Almost 3,000 corporations have since signed up to the principles of the compact.
But the new Principles of Responsible Investment (PRI) sharpen the focus and make CSR an increasingly mainstream activity, looking at the role of the banks, investment houses and others involved in the financial markets.
The UN secretary general Kofi Annan launched the PRI at the New York stock exchange on April 27.
The principles require those seeking investment from signatories to meet certain environmental and human rights criteria and provide acceptable labour conditions as well as open reporting of activities.
"For ethical, commercial and other reasons, more and more companies are embracing corporate responsibility to help them manage global risks," said Mr Annan.

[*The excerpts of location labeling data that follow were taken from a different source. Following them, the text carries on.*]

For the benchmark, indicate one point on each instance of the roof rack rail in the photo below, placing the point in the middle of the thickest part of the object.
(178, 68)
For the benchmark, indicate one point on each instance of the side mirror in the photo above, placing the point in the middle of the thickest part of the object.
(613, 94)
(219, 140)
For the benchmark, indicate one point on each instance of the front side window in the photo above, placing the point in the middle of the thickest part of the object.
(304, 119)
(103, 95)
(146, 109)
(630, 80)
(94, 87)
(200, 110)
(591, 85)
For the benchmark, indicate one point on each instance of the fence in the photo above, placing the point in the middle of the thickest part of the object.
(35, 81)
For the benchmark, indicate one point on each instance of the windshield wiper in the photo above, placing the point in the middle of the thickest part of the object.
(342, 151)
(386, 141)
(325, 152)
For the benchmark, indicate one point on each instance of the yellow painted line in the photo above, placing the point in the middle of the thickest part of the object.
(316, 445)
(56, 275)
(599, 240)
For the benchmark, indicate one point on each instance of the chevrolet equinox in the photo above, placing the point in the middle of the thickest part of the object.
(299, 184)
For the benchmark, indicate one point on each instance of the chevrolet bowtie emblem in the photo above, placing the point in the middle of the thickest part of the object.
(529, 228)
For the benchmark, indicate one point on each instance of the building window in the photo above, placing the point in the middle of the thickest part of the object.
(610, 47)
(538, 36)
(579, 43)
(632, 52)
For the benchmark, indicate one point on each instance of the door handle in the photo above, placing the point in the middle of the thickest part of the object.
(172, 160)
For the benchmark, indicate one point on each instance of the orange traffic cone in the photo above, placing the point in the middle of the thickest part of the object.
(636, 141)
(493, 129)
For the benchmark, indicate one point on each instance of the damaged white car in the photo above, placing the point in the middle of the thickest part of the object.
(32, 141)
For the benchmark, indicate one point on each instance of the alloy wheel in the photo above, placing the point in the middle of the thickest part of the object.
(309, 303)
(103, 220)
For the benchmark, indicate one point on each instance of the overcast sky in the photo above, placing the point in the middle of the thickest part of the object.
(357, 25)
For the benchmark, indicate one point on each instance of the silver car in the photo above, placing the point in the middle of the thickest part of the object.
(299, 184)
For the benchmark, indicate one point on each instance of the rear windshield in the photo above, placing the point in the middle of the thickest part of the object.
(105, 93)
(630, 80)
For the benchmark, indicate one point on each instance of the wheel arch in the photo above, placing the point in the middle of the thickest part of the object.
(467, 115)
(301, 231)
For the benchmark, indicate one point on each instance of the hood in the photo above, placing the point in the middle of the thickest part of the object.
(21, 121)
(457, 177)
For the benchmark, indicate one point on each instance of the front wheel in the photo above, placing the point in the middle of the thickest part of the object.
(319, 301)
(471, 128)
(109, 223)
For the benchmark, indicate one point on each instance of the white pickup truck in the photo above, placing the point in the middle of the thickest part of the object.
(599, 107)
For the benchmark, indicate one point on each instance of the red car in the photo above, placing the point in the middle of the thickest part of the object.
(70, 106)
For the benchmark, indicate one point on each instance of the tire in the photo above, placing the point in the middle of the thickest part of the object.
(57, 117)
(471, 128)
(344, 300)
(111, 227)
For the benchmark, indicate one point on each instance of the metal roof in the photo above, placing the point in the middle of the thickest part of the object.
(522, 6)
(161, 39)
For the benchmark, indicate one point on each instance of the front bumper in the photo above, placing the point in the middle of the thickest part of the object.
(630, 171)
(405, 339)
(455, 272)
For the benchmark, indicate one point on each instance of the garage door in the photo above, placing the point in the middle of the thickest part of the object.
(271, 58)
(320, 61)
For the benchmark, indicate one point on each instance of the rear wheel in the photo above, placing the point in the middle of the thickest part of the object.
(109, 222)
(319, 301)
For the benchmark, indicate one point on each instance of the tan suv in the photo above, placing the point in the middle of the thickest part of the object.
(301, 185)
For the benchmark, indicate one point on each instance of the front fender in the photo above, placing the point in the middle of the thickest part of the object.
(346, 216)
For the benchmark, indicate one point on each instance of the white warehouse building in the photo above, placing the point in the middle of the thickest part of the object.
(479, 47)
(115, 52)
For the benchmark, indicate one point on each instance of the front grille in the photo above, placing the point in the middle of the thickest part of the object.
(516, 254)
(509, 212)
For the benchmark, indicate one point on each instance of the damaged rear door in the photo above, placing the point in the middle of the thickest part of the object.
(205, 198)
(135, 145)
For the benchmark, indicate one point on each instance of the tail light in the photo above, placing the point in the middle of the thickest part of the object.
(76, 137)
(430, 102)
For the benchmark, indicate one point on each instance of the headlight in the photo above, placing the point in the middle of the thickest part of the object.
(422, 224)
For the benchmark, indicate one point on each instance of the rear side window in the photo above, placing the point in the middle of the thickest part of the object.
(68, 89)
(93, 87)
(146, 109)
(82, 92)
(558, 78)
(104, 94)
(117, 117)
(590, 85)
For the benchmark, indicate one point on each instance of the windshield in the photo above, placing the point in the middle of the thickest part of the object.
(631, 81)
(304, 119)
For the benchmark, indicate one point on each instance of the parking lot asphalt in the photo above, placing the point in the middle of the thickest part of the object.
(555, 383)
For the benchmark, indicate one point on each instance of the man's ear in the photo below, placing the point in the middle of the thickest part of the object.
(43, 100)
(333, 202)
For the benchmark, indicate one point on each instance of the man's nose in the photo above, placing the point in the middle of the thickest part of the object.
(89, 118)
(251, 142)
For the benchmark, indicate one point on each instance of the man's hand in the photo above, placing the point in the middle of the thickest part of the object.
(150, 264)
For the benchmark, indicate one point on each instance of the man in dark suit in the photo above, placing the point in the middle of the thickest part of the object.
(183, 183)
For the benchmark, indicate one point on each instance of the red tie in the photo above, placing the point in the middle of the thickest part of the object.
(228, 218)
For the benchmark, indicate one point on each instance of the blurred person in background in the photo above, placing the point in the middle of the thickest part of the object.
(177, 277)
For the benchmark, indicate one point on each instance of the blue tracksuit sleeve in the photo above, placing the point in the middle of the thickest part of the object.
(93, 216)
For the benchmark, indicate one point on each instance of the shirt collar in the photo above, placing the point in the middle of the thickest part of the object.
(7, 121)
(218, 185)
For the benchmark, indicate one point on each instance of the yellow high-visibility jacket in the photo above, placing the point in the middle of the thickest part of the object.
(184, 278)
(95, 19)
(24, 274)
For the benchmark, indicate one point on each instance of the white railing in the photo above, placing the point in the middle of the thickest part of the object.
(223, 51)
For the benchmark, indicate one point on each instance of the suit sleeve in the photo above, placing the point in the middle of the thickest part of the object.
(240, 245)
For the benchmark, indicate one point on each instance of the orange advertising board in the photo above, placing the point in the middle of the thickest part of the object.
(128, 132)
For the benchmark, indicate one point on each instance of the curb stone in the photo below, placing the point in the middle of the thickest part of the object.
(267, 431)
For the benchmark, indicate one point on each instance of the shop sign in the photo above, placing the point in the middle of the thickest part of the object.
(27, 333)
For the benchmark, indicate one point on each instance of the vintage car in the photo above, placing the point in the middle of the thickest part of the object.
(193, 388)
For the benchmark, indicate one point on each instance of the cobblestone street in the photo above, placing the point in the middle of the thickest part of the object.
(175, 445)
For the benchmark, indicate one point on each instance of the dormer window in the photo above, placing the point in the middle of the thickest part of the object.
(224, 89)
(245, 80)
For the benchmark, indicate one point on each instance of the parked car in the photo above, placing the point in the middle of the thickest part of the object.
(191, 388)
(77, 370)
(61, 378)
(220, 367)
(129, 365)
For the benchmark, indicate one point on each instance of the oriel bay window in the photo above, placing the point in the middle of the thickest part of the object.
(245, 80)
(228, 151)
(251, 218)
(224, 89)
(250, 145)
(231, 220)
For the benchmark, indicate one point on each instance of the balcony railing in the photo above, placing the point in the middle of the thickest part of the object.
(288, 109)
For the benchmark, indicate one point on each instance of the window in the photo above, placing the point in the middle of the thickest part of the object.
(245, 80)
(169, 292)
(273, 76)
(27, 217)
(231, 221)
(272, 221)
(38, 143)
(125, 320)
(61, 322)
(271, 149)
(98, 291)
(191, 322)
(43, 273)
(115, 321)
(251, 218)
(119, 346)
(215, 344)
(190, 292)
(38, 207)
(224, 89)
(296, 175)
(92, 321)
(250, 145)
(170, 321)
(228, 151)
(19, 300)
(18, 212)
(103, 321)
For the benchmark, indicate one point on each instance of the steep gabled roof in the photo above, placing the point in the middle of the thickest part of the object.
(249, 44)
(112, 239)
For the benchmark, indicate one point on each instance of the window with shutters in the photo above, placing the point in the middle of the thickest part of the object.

"But a serious gap has become obvious. There is a disconnect between corporate responsibility as a broadly stated management imperative, and the actual behaviour of financial markets, which all-too-often are guided primarily by short-term considerations at the expense of longer-term objectives.
"With only rare exceptions, the financial community has not sufficiently recognised or rewarded corporate efforts to respond to environmental, labour or human rights challenges, even though such factors can be directly material to corporate performance.
"I do not mean to suggest that there has been a lack of interest or desire on the part of investors.
"Rather, the predominant factor has been the absence of a set of common guidelines that individual and institutional investors can use to assess risks and opportunities fully."
The UN hopes its PRI will provide this framework and already some 160 banks, insurers and fund managers have signed up to the principles, with a shared investment capital of US$2 trillion.
The UN itself has agreed to sign up to the principles and practice what it preaches, investing its own US$30 billion pension fund in keeping with the PRI guidelines.
"Not so long ago, it would have been very unusual for a UN Secretary-General to visit a stock exchange and appear before some of the world's leading financiers and investment professionals," said Mr Annan.
"Today it is increasingly clear that UN objectives - peace, security, development - go hand-in-hand with prosperity and growing markets. If societies fail, so will markets.
"Far from being strangers or antagonists, today the United Nations and business are natural partners."